In mobile communication systems, there are wireless network coverage problems that are more difficult to solve with conventional BTS technologies, such as, indoor coverage of high-rise buildings, coverage hole, or the coverage of shadow zone. A technique based on remote radio frequency units is a more effective solution being proposed to solve the above problems. In the distributed base station system based on remote radio frequency units, the primary radio frequency units and antennas are installed in regions that are required to provide coverage, and are connected to other primary baseband processing units in the base station through wideband transmission lines. The broadband transmission link connecting a remote radio frequency unit and a primary baseband processing unit may typically employ transmission medium such as optical fiber, coaxial cable, microwave and etc.
For the wireless signal transmission between a remote radio frequency unit (RRU) and a primary baseband processing unit (MU), it is possible to employ the analog signal transmission scheme or the digital transmission scheme. Although it is easier to adopt the analog signal transmission scheme, there will be disturbing components such as noise in analog lines, and the modulation of signals in the transmission will introduce nonlinear distortion. Therefore, the transmission distance between the remote radio frequency unit and the primary baseband processing unit is limited, usually in a range of several hundreds meters. In addition, the analog transmission is not suitable for the application of multiplexing technique, and may decrease the utilization of transmission lines. To this end, for the distributed base station system having this typical structure, CPRI (Common Public Radio Interface) provides standardization for the interface between the remote radio frequency unit and the primary baseband processing unit based on the digital transmission technique (its technical specification can be obtained from the website <http://www.cpri.info/spec.html>). At present, many commercial distributed base station system based on the standard have already been developed in the industry.
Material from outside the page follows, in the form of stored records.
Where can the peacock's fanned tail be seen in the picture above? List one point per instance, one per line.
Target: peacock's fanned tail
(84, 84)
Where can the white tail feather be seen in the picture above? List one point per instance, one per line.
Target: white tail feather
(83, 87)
In the CPRI specification, terms “RE” (radio element) and “REC” (radio element controller) radio element controller correspond to the remote radio frequency unit and the primary baseband processing unit, and the interface between the RE and the REC is the CPRI link. In the CPRI protocol stack structure as shown in FIG. 2, the user plane is in charge of transmitting baseband I/Q data; The control and management plane mainly includes in-band signaling with higher real time requirement, and layer 3 protocol data (not defined by CPRI) carried on the layer 2 protocol HDLC (high level data link control) and Ethernet. Information including user plane data, control and management plane data, sync data and vendor specific data is multiplexed on the electrical or optical transmission line in a time division multiplexing mode.
Since the CPRI link is a kind of point-to-point link, each CPRI link will occupy one physical line, i.e., one optical fiber or one wavelength (when using the wave division multiplexing technique). Although the CPRI presently defines three line rates of 614.4 Mbit/s, 1228.8 Mbit/s (2×614.4 Mbit/s) and 2457.6 Mbit/s (2×1228.8), so that one CPRI link may transmit multiple I/Q baseband signals, since the limitation of the line rates, the number of I/Q baseband signals that can be transmitted through one CPRI link is very limited, and it is difficult to implement network connections of a large quantity of RRUs in a high-capacity distributed base station. On the other hand, although the CPRI define control and management information channels, the band width of these channels is very limited (less than 1/16 of the CPRI link rate). When it is necessary to transmit other signal links such as STM-N, ATM, 100/1000M Ethernet in the meantime, it will be difficult to transmit them through CPRI and have to employ additional transmission lines, thereby increasing the transmission cost and the wasting of optical fiber resources.